С другой стороны, десять лет — такой ломоть времени, что порой возникает искушение вообще перестать говорить о России. Ведь поначалу все просто и вписывается в стереотип, вынесенный из дома (разговоры бывших жителей польского Львова за рождественским столом), из книг (например, Кухаржевского) или из рассказов тети, что съездила на трехдневную экскурсию в Ленинград (грязь, вонь, пресловутая водка…). Потом, чем дольше здесь находишься, тем лучше ощущаешь нюансы, иронию и подтексты. Постепенно схватываешь дело на полуслове и не требуешь, чтобы слово ему соответствовало — вспомним мысль Федора Тютчева о том, что изреченная, она есть ложь. Наконец ловишь себя на том, что все чаще думаешь по-русски:

— М-да-а.

Не только язык склоняет к молчанию, но и реальность — тоже. Болтая с соотечественниками о России (по-польски!), мы говорим о разном. Это продемонстрировала беседа с Бересем: он — о лагере, я — о монастыре, он — о палачах, я — о туристах. Для меня, как и для большинства местных жителей российской глубинки, особенно на Севере, главное — перезимовать, а стало быть, такие детали, как свет, тепло, вода. И лишь потом — понятия отвлеченные: демократия, свобода слова или права человека. К примеру, зимой замерз водопровод, на дворе метель, прорубь на Святом озере далеко, каждый день заново приходится лед разбивать. Да еще электричество выключили и лаптоп сдох. Впотьмах не попишешь, не почитаешь. Вдруг группа сородичей нагрянула, приехали на Острова покататься на лыжах. Болтовня при свечах о том о сем: о Путине, о Чечне, о мафии, об угрозе демократии в России. Послушав стереотипные формулы, словно из журнала «Впрост» или «Политика», я потихоньку выскальзываю по воду для чая — к проруби. На усыпанном звездами небе «меч Вяйнемяйнена» (так называют Орион в Карелии), в воздухе пахнет дымом (верно, Ольга топит печку…). А на Белом море потрескивает лед.

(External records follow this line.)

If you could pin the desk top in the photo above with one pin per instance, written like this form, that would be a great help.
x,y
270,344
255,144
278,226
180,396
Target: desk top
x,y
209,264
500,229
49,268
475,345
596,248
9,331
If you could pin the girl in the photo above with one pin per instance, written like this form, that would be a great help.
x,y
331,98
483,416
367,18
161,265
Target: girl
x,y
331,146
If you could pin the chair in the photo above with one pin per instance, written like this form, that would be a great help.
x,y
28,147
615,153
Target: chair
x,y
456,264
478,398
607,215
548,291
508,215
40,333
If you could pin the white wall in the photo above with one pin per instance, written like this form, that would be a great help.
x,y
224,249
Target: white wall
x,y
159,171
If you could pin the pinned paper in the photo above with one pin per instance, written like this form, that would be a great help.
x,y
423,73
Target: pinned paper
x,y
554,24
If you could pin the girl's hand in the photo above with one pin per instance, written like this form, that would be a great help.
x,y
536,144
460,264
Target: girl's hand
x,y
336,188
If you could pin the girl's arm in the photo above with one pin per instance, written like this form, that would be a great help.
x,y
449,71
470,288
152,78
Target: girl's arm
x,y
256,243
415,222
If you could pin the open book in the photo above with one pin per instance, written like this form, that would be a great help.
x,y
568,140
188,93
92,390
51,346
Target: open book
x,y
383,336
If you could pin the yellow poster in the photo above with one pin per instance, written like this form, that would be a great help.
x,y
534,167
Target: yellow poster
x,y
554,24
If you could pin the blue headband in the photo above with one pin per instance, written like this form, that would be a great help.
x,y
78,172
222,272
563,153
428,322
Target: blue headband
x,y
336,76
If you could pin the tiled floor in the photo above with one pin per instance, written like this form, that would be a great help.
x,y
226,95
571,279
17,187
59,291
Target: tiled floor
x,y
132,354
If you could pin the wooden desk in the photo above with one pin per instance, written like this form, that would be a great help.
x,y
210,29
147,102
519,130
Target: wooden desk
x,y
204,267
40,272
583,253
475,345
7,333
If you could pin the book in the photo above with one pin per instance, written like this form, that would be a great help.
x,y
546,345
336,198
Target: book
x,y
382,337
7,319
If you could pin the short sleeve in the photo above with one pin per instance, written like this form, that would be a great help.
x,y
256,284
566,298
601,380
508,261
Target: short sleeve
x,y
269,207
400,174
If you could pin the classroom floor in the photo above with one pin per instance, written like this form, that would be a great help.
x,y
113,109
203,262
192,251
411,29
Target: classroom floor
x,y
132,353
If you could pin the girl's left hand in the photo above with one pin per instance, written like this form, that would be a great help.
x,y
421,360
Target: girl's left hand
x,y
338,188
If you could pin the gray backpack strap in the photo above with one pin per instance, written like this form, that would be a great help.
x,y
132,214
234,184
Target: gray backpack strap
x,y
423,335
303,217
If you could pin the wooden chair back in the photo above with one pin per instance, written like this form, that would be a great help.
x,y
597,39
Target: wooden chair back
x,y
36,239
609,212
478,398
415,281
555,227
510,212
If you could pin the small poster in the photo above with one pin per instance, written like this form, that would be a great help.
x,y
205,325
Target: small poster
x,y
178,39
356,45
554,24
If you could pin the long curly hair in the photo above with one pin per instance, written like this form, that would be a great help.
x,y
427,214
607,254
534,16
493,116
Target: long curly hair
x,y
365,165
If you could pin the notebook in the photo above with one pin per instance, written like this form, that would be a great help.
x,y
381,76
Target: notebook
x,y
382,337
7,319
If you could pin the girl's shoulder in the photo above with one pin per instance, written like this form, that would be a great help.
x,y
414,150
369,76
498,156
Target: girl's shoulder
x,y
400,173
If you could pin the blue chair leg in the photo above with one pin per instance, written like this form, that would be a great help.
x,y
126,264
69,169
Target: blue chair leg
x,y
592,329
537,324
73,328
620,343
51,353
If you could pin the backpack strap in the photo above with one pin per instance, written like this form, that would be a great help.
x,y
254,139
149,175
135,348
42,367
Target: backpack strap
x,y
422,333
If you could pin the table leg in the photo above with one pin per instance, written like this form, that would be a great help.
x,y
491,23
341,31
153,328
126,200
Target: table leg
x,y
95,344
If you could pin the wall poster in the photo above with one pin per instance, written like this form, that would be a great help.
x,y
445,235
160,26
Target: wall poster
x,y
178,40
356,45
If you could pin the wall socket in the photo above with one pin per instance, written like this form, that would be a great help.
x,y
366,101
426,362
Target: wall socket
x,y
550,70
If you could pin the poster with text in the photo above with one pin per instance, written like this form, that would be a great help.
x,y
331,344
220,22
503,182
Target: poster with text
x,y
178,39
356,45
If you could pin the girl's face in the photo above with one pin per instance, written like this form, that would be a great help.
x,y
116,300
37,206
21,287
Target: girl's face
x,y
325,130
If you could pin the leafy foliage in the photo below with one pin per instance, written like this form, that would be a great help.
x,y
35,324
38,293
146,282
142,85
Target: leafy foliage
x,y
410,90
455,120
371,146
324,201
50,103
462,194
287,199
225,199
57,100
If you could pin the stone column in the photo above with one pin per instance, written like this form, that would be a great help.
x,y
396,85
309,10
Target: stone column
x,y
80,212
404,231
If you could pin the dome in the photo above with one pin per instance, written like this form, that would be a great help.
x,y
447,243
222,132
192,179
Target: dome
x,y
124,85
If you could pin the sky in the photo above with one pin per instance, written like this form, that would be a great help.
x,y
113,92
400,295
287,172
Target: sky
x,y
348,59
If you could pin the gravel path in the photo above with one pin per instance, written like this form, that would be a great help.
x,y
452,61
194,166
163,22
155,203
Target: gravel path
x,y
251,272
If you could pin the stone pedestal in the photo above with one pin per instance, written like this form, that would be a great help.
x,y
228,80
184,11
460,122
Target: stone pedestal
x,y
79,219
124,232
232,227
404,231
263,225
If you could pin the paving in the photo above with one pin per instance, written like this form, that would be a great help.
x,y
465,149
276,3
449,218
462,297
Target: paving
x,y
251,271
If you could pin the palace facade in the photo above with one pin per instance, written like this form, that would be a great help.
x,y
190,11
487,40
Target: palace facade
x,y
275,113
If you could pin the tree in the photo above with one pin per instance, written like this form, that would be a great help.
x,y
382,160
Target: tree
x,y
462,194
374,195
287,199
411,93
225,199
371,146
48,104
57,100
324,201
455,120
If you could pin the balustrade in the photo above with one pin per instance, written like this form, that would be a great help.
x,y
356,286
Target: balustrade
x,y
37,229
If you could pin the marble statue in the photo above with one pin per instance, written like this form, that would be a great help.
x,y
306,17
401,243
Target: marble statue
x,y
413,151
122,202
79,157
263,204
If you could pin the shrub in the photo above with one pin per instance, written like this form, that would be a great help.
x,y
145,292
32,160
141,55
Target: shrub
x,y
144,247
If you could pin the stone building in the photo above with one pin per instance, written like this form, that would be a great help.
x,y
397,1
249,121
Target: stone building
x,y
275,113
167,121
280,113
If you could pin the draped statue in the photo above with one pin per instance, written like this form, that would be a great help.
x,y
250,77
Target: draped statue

О какой демократии речь? — думаю я, пробивая ломом прорубь — слово, вроде, одно, а реальность — разная. Они болтают о демократии в западном стиле (с сарматским акцентом), я ее смягчаю по-русски (чуть деформируя). А ведь контекст, выговор или ударение для каждого понятия необычайно важны; я знаю, о чем говорю, поскольку второе десятилетие живу на пограничье двух языков (вер и культур) — побегов, как бы там не было, одного ствола. Впрочем, разговоры разговорами, а люди на окраинах России замерзают.

— Знаете, как выглядит любовь у «новых русских»? — спросил я, вернувшись с озера на кухню.

— Два поцелуя в губы и третий — контрольный — в затылок.

По лицам видно, что шутку Батуры они не поняли. Э-эх!

* * *

Кстати, об ударении. Возьмем слово «писать». Для одних это просто забава пером, для других — занятие сродни молитве. Кто-то писательством жаждет отчизну спасти. Кто-то — на хлеб заработать.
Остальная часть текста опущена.